By Phyllis Zorn, Staff Writer
Enid News & Eagle
ENID, Okla. —
A school that has spent 20 years being the place students turn to — and succeed — when traditional high school isn’t working for them celebrated its anniversary Tuesday.
Lincoln Academy opened its doors for the 1992-93 school year, launched with a $100,000 grant. The school’s first home was the former Roosevelt Elementary School at the corner of 9th and Oklahoma. Jarry Hillman and one teacher worked with the students who came to Lincoln. Five seniors graduated from Lincoln in 1993.
The halls were teeming Tuesday night with students returning to pay their respects and thank the school staff who helped them through.
In one case, a whole family showed up.
Chris Hardage, the first of four siblings who graduated from Lincoln, came to the open house along with his youngest brother, Richard, and his mother, Margaret. His cousin, Josh Hammond, who also graduated from Lincoln, came along.

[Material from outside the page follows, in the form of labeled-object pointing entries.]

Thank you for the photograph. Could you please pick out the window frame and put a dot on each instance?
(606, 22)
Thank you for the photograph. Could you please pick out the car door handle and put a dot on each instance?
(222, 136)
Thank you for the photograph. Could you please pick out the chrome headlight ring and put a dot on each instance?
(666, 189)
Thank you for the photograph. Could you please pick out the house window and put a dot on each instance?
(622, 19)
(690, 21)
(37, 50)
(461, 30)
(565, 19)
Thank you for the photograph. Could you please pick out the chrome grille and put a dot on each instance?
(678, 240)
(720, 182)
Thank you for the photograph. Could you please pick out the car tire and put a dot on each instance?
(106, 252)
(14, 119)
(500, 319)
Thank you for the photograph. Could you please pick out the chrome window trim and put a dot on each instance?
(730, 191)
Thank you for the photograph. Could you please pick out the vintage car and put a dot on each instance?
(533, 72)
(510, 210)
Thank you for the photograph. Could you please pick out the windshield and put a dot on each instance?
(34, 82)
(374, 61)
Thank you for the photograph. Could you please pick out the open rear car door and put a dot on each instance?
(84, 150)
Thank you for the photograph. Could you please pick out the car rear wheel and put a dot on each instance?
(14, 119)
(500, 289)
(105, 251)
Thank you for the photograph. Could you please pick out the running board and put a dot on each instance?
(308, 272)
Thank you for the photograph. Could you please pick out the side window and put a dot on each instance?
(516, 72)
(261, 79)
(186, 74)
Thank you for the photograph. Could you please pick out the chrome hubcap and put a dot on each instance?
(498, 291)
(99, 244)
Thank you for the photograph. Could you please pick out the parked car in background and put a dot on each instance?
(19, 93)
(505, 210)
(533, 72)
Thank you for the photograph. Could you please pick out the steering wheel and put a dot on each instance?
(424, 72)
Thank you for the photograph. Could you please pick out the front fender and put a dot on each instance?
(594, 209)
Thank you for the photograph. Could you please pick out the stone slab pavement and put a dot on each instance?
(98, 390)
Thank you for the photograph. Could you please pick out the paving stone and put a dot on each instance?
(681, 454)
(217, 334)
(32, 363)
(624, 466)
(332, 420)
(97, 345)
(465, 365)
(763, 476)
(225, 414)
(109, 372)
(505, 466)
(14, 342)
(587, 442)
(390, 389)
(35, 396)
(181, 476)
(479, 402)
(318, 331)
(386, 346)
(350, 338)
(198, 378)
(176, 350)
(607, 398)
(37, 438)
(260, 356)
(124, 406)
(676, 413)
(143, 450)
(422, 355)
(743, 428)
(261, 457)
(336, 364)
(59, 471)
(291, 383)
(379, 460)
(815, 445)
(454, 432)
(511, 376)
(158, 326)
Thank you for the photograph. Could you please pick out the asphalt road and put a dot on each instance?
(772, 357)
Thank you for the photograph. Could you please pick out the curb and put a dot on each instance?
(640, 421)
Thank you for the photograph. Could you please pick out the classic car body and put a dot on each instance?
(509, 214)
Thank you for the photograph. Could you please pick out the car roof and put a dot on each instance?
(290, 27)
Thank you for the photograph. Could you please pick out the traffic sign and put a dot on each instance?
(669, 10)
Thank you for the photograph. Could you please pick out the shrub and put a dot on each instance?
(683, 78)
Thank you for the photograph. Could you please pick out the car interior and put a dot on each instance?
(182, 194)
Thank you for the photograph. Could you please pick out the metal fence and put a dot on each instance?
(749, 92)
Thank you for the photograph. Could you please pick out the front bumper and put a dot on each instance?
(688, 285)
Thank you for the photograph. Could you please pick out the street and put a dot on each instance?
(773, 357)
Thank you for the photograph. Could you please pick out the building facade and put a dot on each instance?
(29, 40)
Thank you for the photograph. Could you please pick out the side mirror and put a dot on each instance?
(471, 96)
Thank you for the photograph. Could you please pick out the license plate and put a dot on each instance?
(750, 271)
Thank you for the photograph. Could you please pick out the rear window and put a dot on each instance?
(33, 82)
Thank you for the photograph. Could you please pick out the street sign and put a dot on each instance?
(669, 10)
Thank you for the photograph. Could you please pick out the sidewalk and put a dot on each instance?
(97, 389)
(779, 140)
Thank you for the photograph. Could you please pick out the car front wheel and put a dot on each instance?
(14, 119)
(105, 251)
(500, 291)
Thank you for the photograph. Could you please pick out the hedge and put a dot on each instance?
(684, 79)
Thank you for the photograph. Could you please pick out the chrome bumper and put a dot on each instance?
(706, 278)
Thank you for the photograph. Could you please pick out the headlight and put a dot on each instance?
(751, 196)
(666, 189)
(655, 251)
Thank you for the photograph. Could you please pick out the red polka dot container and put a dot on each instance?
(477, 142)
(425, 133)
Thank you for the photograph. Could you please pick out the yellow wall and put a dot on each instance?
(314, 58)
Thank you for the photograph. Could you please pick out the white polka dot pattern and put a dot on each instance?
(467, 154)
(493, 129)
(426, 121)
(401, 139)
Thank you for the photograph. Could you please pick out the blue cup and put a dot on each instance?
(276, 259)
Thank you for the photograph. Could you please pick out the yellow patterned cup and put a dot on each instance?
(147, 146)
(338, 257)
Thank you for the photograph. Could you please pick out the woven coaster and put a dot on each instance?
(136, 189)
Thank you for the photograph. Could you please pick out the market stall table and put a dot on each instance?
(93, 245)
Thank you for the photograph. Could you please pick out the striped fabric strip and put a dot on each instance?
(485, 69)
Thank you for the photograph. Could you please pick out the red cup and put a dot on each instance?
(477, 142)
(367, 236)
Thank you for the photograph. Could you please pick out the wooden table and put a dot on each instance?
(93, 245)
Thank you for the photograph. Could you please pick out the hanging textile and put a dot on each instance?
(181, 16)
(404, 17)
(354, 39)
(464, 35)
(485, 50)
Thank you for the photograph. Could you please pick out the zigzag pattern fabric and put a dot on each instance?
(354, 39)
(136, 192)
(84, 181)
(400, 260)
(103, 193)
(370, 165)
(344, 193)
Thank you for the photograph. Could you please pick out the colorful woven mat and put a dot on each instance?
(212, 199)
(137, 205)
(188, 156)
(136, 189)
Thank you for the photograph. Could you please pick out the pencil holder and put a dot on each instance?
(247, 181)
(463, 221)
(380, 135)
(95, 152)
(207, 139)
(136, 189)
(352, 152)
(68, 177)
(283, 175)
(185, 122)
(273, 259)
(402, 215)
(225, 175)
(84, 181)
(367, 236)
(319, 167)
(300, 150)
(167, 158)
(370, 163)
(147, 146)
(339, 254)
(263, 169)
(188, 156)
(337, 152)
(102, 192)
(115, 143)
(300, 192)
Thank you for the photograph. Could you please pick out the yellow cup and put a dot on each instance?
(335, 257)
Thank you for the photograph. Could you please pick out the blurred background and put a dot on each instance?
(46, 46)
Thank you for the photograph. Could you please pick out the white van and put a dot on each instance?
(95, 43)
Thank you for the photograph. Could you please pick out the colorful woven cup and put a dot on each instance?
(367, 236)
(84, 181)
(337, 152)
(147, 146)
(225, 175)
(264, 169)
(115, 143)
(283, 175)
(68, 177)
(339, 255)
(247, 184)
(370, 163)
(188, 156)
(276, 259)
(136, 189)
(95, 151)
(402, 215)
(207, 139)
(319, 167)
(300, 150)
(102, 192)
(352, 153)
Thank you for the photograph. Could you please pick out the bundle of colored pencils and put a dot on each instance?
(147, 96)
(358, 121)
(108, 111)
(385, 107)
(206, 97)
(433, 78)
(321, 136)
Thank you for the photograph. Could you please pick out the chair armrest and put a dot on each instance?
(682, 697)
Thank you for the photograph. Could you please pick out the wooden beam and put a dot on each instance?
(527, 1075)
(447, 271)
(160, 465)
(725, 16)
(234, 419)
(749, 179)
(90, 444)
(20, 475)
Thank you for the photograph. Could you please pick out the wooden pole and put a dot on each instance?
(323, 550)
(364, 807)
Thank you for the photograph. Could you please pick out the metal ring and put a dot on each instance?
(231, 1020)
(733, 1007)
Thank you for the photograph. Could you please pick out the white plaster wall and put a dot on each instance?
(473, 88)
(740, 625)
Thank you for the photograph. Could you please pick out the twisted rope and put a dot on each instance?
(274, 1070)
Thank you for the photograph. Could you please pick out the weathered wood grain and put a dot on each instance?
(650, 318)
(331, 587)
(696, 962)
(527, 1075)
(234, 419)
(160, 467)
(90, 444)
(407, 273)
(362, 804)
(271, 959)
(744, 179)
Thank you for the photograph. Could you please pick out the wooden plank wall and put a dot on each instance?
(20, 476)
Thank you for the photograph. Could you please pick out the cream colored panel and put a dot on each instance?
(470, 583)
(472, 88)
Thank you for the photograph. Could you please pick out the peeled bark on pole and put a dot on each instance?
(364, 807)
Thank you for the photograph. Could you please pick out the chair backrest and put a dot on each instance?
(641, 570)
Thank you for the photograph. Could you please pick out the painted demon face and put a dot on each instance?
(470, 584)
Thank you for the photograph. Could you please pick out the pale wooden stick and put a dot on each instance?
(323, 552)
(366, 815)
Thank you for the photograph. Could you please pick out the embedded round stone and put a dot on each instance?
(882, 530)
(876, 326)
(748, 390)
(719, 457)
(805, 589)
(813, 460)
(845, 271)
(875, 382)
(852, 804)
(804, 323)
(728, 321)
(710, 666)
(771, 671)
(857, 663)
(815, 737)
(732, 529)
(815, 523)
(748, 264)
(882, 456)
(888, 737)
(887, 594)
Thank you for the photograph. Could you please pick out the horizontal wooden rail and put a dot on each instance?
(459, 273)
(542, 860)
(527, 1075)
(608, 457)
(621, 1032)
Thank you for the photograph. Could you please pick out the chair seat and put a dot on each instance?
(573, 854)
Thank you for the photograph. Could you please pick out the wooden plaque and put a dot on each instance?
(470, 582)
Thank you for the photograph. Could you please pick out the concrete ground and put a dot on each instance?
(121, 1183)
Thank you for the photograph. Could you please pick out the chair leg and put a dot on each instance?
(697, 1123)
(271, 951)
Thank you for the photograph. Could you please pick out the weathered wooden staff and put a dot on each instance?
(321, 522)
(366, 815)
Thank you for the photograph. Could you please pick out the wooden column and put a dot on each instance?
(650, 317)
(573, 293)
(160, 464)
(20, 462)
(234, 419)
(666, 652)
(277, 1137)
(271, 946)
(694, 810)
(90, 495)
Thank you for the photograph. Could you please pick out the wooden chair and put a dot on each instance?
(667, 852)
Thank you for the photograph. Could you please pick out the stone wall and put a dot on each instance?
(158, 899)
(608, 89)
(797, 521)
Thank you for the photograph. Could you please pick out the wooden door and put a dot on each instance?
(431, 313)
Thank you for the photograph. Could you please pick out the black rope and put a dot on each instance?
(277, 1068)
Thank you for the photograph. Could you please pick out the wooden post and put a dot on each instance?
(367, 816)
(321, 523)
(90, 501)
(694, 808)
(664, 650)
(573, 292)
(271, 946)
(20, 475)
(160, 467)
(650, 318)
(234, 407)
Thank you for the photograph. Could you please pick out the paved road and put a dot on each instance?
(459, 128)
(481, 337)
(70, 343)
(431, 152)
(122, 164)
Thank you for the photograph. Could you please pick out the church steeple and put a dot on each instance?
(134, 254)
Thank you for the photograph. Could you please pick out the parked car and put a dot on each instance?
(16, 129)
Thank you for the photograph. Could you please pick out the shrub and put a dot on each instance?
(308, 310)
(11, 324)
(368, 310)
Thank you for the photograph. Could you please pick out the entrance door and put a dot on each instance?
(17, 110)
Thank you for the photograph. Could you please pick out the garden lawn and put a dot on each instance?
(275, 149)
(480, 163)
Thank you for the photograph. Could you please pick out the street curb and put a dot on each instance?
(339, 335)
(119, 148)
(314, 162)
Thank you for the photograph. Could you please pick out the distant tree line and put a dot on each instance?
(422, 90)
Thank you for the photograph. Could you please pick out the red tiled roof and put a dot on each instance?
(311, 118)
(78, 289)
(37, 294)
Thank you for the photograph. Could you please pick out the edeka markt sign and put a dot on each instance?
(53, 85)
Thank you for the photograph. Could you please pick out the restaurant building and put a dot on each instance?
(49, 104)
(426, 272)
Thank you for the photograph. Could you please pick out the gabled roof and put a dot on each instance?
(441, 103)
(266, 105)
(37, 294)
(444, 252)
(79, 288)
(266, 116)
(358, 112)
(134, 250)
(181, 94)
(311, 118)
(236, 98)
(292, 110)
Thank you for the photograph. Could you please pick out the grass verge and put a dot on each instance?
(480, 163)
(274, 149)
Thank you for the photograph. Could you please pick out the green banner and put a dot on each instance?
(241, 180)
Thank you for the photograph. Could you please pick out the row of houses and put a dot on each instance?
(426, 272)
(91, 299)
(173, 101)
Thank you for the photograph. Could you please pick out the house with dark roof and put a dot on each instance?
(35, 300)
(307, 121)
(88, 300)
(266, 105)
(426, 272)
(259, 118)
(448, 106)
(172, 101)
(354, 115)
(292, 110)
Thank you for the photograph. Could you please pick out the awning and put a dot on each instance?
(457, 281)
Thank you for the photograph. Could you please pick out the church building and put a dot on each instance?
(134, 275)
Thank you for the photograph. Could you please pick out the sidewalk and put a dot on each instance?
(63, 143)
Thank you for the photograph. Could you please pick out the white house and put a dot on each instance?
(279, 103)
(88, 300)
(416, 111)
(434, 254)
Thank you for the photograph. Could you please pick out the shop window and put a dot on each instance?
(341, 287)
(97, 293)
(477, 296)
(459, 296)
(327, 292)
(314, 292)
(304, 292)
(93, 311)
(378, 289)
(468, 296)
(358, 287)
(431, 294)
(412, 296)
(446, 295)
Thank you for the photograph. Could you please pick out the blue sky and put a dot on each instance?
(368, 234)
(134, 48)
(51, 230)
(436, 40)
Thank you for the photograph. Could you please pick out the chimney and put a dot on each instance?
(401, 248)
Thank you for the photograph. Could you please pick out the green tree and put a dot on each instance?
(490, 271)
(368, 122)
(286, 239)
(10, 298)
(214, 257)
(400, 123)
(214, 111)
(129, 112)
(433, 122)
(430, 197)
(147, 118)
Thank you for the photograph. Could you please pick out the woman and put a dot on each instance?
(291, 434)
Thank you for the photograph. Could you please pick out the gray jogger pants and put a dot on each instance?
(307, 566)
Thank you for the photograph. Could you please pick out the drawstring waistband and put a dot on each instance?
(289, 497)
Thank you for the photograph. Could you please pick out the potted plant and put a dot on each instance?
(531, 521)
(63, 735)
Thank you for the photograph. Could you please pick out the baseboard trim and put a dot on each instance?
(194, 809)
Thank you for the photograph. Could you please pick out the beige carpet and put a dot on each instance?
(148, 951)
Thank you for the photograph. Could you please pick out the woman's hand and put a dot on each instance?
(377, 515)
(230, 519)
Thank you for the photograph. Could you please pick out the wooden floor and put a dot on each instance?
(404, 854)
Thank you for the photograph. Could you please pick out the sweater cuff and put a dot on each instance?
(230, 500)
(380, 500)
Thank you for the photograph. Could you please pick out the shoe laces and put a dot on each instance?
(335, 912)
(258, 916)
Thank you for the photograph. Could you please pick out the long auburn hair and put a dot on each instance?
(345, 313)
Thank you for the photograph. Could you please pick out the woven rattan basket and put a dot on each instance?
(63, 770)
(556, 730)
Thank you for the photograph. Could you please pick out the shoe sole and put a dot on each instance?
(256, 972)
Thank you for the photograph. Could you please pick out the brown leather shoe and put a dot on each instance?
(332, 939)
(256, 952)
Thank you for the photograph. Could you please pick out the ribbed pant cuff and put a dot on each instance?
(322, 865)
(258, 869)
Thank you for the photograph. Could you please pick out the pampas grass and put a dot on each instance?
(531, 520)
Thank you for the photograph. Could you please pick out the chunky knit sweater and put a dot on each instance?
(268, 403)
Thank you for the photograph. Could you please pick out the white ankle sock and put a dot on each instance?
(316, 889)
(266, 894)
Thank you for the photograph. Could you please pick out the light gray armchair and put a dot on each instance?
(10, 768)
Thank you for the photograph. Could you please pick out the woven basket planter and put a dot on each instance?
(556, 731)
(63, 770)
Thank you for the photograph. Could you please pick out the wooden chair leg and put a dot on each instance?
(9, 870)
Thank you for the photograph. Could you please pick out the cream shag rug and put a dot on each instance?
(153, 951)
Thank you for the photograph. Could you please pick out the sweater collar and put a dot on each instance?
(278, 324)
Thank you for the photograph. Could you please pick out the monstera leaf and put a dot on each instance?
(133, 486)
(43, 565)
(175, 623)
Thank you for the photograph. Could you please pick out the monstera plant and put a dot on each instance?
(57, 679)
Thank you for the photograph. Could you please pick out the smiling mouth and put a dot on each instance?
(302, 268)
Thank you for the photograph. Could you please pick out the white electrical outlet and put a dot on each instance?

Health issues, both his own and his mother’s, are what caused Chris to fall behind at Enid High School. His mother had to have a kidney transplant, and that put a lot of responsibility on Chris. As the oldest child, he pitched in to help with his younger brothers — and Richard was only a toddler then. He was missing school, not being there for lectures, and falling further and further behind in his classes.
“I came here my senior year as a full-time student,” Chris said. “Your record can say something on paper, but it’s not the whole story.”
At Lincoln, he found the support and extra help he needed to finish high school.
Richard Hardage, the youngest sibling, is a senior at Lincoln this year. Medical issues of his own have caused him to miss school and fall behind. Lincoln is the right atmosphere for him
“The teachers are really great,” Richard said. “There’s one-on-one help. At the high school, the teachers are too busy to give that.”
“This is a much-needed facility because the high school is so huge, the teachers don’t have time to stop for one student,” Margaret Hardage said.
Lincoln moved to its current address, 600 W. Elm, in 1996.
“In 2000, the state department passed a bill that all schools would have an alternative school, and we no longer had to rely on grants,” Hillman said. “Since then, we have graduated 50 to 60 seniors every year.”
This year’s graduating class of 70 seniors will bring Lincoln to the 1,000 graduates mark, Hillman said. It is the largest graduating class in Lincoln’s history.
Lincoln Academy serves students in sixth grade and up, and it now has one middle school teacher and five high school teachers.
One of them is Ann Allen, a longtime teacher who retired after 30 years, went to nursing school and worked as a registered nurse for a year and a half, but found she missed the classroom.
“Here, we take the whole child and do our best to meet their needs,” Allen said. “That might not be educational. If it’s not educational, then it’s not educational.”
“Now, I don’t know what they would do without it,” said Willa Jo Fowler, president of the Enid Public Schools Board of Education. “We’re so fortunate to have that in our community because it meets an important need.”
In 1998, Lincoln was recognized as Dropout Prevention Program of the Year by the Foundation for Excellence and named the National Dropout, Recovery, Intervention and Prevention Program of the Year.